In English we have an idiom, "same shit, different day," which means dealing with the same sort of unpleasant task until it's routine. Do you have something similar?

This Hamburg court thing sounds like something I'd call "same shit, different pay," which would be like when you have an issue with your boss so you appeal to their boss, and find out that they're just as bad except they're higher in the organization.

[–] far_university190@feddit.org 2 points 3 days ago

We have "immer/alles der gleiche Scheiss" which can use behind statement to say something is same for few time already and not nice. Example: "Kupplung durchgebrannt? Immer der gleiche Scheiss" for "Clutch broken? Always the same shit" when a lot of car come into repair, all have broken clutch. Sometime also indicate getting tired of it be same.

But i think can be used in way of "same shit, different day" for task. Not know if used often.

[–] style99@lemm.ee 33 points 1 week ago (1 children)

This seems like a good time to remind people to update to yt-dlp 2024.11.18, if they haven't already.

[–] mr_right@lemmy.dbzer0.com 4 points 1 week ago* (last edited 1 week ago) (1 children)

why? for me it shows some warnings but still works

[–] borari@lemmy.dbzer0.com 5 points 1 week ago

You can click on that link and view the changelog if you want. There didn’t seem to be a whole ton related to YouTube specifically, although that version does remove oauth support for YouTube as it’s irrevocably broken by Google apparently.

[–] hendrik@palaver.p3x.de 13 points 1 week ago

What a shitshow. And there is a lot of harm done to everyone if this comes true.

[–] vikinghoarder@infosec.pub 8 points 1 week ago (1 children)

Were they hosting the youtube-dl source?

[–] mbirth@lemmy.ml 33 points 1 week ago* (last edited 1 week ago) (1 children)

Even then, are shops selling kitchen knives (mind you, despite the name, youtube-dl can be used to download videos from various sources) held liable for people doing murders with them?

EDIT: On a sidenote, the Hamburg courts are renowned to know jack shit about technology and often produce rulings against any common sense.

[–] Kissaki@lemmy.dbzer0.com -1 points 6 days ago* (last edited 6 days ago) (1 children)

The lawsuit is not about downloading, but about enabling circumventing protections.

By your analogy, it's not about the shops selling kitchen knives, but hosting a side door to a protected weapons/knifes shop.

(I hate analogies. In general. But wtf is that analogy now that we included more context?)

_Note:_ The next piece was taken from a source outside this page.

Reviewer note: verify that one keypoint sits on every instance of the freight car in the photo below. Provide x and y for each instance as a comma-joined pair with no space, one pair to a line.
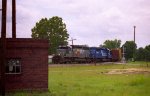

[–] mbirth@lemmy.ml 3 points 5 days ago

Nah, youtube-dl supports a plethora of sites. And you can download from almost all of them without breaking any laws. Like kitchen knives have 100s of uses that are totally fine and don't hurt anyone. I stand by my analogy.

[–] Reshirams_Rad_Slam@mastodo.neoliber.al 3 points 1 week ago* (last edited 1 week ago)

"GitHub initially complied but later changed course. After consulting legal experts, including those at the EFF, it restored the youtube-dl repository. GitHub also launched a million-dollar defense fund to assist developers in similar disputes."

Why is Github protecting them? They removed bypass paywalls, no?